Symbolfoto Schutzmasken

602 Menschen sind nach den Zahlen des Robert-Koch-Instituts derzeit im Zusammenhang mit Corona in Intensivbehandlung. Angesichts einer Zahl von über 30 000 Notfallbetten, die es deutschlandweit gibt, mag diese Zahl nicht beunruhigen. Doch das Problem ist der Wachstum. Wie so oft in der Pandemie.

532 Menschen waren vor drei Tagen in Intensivbehandlung. 70 sind innerhalb von drei Tagen dazu gekommen. Das entspricht einem Wachstum von 13 Prozent. Noch sind die totalen Zahlen keine Herausforderung für die Krankenhäuser. Doch das Wachstum birgt Gefahren.

10 000 Notfallpatienten an Weihnachten

Bleibt das Wachstum über Wochen so, hätten wir um den 8. Dezember rund 5300 Notfallpatienten im Zusammenhang mit Corona. Heute sind 602 Fälle die totale Zahl. Ändern sich die Wachstumsraten nicht, wären 602 Fälle der Wachstum innerhalb von weniger als drei Tagen.

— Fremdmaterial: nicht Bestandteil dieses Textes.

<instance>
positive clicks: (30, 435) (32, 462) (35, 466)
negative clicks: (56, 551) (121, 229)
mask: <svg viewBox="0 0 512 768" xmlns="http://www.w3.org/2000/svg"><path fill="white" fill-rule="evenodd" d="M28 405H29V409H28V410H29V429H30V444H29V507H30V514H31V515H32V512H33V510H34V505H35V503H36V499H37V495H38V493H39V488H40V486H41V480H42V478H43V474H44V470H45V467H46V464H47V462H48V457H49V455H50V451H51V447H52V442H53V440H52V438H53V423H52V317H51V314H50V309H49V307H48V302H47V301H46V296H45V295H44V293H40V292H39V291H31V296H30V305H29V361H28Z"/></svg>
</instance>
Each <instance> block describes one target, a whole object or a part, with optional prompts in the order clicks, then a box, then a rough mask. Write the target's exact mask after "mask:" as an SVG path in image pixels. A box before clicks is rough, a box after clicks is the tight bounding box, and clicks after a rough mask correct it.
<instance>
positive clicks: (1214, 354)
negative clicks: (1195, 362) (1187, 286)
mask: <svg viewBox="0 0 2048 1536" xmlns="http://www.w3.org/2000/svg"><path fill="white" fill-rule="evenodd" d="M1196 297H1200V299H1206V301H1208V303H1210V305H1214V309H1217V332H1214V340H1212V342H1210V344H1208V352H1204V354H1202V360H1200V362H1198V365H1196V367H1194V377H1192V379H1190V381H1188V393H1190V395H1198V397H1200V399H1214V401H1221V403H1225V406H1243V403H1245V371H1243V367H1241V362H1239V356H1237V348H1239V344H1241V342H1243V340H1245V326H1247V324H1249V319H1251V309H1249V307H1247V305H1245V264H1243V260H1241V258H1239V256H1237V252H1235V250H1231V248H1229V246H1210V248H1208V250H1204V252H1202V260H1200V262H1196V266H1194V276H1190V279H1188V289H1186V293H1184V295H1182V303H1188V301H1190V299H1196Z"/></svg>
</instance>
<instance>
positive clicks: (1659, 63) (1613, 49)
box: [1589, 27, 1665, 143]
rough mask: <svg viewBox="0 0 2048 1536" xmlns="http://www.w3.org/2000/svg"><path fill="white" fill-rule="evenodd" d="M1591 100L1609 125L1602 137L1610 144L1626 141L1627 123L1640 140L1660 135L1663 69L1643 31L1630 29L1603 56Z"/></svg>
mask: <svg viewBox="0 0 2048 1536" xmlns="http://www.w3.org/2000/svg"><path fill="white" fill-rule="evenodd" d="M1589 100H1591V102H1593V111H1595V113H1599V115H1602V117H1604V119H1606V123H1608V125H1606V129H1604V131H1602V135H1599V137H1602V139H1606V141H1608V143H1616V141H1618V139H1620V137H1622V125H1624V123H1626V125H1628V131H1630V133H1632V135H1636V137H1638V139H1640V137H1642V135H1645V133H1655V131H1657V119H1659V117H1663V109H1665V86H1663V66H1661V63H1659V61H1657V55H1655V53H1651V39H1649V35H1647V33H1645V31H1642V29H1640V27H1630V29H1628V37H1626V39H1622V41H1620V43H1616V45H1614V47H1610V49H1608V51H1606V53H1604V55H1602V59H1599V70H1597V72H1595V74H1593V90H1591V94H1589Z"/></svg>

4600 Fälle Zunahme bis zum 8. Dezember. Für Hartgesottene mag sich das immer noch nicht beunruhigend anhören. Doch bliebe es bei den 13 Prozent Wachstum, dann kommen die nächsten 4600 Fälle innerhalb von zwei Wochen dazu. Und an Weihnachten wären über 10 000 Menschen im Zusammenhang mit Corona in Intensivbehandlung.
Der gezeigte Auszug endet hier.